Rafael gestured with his head and they began to walk.
He turned his mind to the task at hand: he had just six blocks to devise an explanation for Stella. He already knew what her arguments would be, and he knew he had no good answers for any of them. Except… He glanced at the girl, walking beside him, just a few precious years older than his own Esperanza, fragile, naive, vulnerable despite her tough exterior. She was just as Gabriela had been the last time he’d seen her, when he’d had to leave her in that place. This Rafael knew for certain: to leave this girl to the life she had been living would be a waste that he could not bear to be party to. And he believed resolutely that, no matter what she had endured, what privations or tortures, there would be time for one so young to forget, to go back to the start, to begin again a life that was fresh and clean.
Crystal shuffled along beside him, eyes down, sucking ferociously on her cigarette as if it would give her life instead of take it away.
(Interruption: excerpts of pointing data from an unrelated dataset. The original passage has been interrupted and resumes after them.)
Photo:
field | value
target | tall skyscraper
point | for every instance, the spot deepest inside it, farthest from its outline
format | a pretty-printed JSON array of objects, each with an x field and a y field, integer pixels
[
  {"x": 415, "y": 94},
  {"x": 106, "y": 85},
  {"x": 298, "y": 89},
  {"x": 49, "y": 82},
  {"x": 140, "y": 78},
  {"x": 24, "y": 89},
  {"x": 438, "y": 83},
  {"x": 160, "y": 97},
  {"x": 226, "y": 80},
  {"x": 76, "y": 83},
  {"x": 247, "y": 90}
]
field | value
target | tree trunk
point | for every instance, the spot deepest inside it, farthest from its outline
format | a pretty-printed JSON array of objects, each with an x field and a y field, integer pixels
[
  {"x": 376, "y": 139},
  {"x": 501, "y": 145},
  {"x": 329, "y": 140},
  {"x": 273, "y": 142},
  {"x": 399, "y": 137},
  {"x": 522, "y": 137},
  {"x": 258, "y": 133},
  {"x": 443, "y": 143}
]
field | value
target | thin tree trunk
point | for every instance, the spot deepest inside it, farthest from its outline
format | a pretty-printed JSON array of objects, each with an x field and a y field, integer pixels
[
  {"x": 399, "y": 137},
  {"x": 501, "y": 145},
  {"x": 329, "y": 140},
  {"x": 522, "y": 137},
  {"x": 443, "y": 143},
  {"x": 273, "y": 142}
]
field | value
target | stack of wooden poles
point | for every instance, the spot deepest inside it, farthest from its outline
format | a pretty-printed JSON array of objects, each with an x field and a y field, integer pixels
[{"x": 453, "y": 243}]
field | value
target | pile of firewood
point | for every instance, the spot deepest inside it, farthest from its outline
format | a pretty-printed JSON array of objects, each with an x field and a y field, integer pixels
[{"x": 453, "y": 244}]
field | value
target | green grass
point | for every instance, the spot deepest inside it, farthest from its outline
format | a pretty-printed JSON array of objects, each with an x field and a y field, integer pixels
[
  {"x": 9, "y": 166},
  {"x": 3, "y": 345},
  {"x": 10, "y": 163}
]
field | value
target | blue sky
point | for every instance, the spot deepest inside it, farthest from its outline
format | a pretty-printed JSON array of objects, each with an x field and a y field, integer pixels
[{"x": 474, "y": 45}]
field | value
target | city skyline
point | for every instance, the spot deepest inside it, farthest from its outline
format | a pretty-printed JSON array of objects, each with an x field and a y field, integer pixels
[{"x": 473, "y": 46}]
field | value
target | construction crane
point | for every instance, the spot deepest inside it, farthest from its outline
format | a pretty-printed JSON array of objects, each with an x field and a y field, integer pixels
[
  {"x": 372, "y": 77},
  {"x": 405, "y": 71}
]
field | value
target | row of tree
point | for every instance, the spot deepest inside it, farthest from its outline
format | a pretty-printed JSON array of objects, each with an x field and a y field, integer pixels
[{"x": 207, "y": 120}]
“There is no smoking in my house,” he said.
The girl did not answer.
“I’ll let you finish that one, but enjoy it, because it’ll be your last.” They walked a while in silence. “No one in my house smokes anymore,” he said. “Stella used to smoke but she gave it up when she was pregnant with our first child. That’s Esperanza. She’s a few years younger than you, I think.” Rafael realized that Crystal probably didn’t understand most of what he was saying, but talking seemed to release some of the tension he’d been feeling. “How old are you, anyway? Fifteen? Sixteen?”
Like a dog, the girl seemed to react to the tone of his voice rather than the meaning of the words. When he asked her questions, she offered no reply, but he saw her awareness shift to him, her shoulders tensing as if waiting for a demand that she answer. Rafael thought that if he were to say something in a commanding tone of voice, he would have her full attention, whether or not what he said made any sense to her at all.
“You’ll meet Esperanza,” he continued, “and my son, Pedro, also. Pedro is very sweet. Esperanza doesn’t like to play with him anymore. She says it’s because he’s a baby, but really I think it’s just because he’s a boy…”
The girl wasn’t listening, and Rafael found he had no more to say in any case. What could he say that might explain today? He was a man who never acted on impulse, yet today, he had. In a single instant, he had put at risk a life meticulously constructed, one as orderly as time, as warm and nurturing as good memories. That life, Rafael suspected, was about to change. But it was not in his nature to imagine how much, or in what ways. If it had been, he might have turned the girl around, put her back on a bus to anywhere, and let the doors close forever between them. Instead, he did the only thing that ever felt right to him when he was weary at the end of the day: he went home.